The Left Is Causing Real Harm to Real Children

None of these facts matter to the leftist ideologue. Those who believe racial identity is the most important facet of human existence will conclude it’s better for a child to grow up in an orphanage than to find a loving family overseas. They accept malnourishment, abuse, neglect, untreated special needs, trafficking, or poverty for a child rather than the horror of losing native culture and language. It’s a view that’s utterly perverse, segregationist, and anti-human, and it’s having real consequences for adoption policy in the United States.

Last fall, the Department of State, the federal agency tasked with regulating intercountry adoption, hosted an adoption policy symposium in Washington, D.C. It packed the speaking roster with anti-adoption ideologues, including one woman who declared the United States to be so racist that “it’s actually not okay to keep bringing black or brown children into this environment.” The State Department considered the symposium a success and is continuing to involve anti-adoption voices in policy discussions.

This is just one small example of the State Department’s ongoing, pervasive bias against adoption, about which I’ve written at length since 2016, and which requires urgent intervention from Congress or the president to save intercountry adoption from extinction. Far more harmful than merely a Twitter rant, leftist anti-adoption dogma is condemning thousands of real children to grow up without families.

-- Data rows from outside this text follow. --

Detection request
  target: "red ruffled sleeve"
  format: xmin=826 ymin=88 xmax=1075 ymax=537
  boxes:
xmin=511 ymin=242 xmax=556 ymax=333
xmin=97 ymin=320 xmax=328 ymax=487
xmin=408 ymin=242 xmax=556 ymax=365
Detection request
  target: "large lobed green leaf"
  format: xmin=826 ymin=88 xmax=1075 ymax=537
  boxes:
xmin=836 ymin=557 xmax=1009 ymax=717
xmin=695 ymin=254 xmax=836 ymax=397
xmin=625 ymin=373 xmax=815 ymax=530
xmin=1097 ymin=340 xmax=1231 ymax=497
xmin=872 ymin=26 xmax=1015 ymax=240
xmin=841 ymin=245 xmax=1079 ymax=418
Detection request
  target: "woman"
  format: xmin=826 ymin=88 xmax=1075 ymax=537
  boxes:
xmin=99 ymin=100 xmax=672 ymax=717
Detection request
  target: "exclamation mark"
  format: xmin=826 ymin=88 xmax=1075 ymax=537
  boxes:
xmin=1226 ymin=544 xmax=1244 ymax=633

It would be irresponsible to write about intercountry adoption, racial issues, and corruption without acknowledging that real concerns exist in all these areas. Adopted children have experienced trauma, and adoptive families need training and support, which have vastly improved in recent years, to help their child heal and understand his identity. Every adoption requires smart, careful regulation to guard against exploitation and abuse.

If you were surprised to see Barrett’s family demonized as child traffickers and white saviors, with absolutely no evidence for these insinuations beyond the fact that they adopted two children from Haiti, don’t be. This isn’t uncommon. It isn’t just about the Supreme Court. This is the extreme left’s view of adoption, the family, and humanity. It’s hurting real children, and it’s worse than you think.